The Tribunal (Judge Redston) determined that, on the evidence, as far as telephone sales and goods delivered by courier were concerned, the goods were delivered on Healthspan’s behalf and fell to be treated as supplied in the UK. As far as internet and mail order sales were concerned, the Tribunal considers that, looking at the economic reality of the sales process, they were also ‘delivered’ on Healthspan’s behalf making them liable to UK VAT. However, the Tribunal has some doubt as to the correct interpretation of EU law on the point and has decided to make a reference to the Court of Justice for clarification of EU VAT law relating to distance sales.
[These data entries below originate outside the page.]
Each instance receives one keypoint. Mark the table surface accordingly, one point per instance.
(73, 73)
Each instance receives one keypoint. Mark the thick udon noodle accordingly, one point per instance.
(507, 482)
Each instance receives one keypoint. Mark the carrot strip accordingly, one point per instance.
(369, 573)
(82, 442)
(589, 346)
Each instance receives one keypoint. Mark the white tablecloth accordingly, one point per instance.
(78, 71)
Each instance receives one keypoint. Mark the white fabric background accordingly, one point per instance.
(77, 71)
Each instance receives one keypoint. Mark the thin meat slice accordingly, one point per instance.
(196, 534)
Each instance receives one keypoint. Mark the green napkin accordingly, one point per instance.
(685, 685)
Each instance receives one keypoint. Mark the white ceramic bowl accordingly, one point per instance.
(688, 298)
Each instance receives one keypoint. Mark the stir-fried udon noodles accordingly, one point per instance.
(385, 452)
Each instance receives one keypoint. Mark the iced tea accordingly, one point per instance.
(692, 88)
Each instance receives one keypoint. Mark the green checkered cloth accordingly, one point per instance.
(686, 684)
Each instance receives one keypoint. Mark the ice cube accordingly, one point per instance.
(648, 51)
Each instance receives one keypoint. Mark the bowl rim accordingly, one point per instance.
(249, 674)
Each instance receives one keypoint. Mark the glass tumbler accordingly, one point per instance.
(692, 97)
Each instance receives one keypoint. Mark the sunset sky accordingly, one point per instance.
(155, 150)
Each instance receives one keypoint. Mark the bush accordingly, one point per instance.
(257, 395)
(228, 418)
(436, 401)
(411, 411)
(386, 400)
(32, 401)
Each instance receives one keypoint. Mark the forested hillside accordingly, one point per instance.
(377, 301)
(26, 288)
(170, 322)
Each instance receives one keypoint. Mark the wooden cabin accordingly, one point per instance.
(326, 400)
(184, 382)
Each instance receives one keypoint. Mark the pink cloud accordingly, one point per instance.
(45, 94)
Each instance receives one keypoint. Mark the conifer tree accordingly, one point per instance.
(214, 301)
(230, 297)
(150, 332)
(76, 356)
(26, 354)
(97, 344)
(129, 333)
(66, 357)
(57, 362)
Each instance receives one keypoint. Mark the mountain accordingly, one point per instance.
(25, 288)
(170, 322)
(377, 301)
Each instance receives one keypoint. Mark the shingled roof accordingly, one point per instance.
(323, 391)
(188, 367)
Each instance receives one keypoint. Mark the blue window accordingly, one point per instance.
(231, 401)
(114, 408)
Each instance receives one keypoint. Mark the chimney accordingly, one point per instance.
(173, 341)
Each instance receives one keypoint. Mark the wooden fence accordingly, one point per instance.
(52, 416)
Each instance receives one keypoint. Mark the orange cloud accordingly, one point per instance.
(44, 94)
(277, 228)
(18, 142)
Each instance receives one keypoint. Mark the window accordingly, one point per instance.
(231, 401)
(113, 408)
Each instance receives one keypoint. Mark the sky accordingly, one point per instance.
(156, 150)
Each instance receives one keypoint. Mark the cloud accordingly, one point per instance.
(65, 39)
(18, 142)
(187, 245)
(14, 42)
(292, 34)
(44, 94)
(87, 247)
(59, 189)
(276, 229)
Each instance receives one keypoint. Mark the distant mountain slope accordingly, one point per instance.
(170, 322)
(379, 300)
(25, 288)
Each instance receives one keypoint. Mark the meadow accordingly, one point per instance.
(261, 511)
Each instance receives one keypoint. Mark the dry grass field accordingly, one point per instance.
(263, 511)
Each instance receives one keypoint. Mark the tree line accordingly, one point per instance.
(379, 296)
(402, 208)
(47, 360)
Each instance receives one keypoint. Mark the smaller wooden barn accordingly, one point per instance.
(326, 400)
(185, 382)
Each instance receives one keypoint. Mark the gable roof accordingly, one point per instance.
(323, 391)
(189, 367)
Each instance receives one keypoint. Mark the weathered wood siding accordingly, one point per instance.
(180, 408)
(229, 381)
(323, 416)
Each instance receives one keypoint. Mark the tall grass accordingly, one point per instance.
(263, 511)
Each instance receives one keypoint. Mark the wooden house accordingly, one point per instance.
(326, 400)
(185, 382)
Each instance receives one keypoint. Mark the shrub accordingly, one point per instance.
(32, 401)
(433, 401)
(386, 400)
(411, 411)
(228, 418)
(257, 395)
The Tribunal is unsure whether, in situations where the customer negotiates a separate contract for delivery of the goods with a third party provider, the goods can still be said to have been delivered “by or on behalf of the supplier”. In the FTT’s view, the answer to that question, based on the economic reality is “yes” but the issue is not clear.
Comment - The issue in this case is one of historic liability only as the company has changed the way it does business. This followed the publication in 2015 of the VAT Committee’s working paper on distance selling which intimated that in the circumstances where goods are delivered by a separate party, it would still be regarded as having been delivered “by or on behalf of “ the supplier of the goods. Healthspan had always accounted for Dutch VAT on the supplies but, following the VAT Committee paper, the Dutch authorities changed their view about the correct place of supply – accepting that the correct place of supply was the United Kingdom. In due course, the Court of Justice will deliver a judgment that will, hopefully, settle this long-running dispute.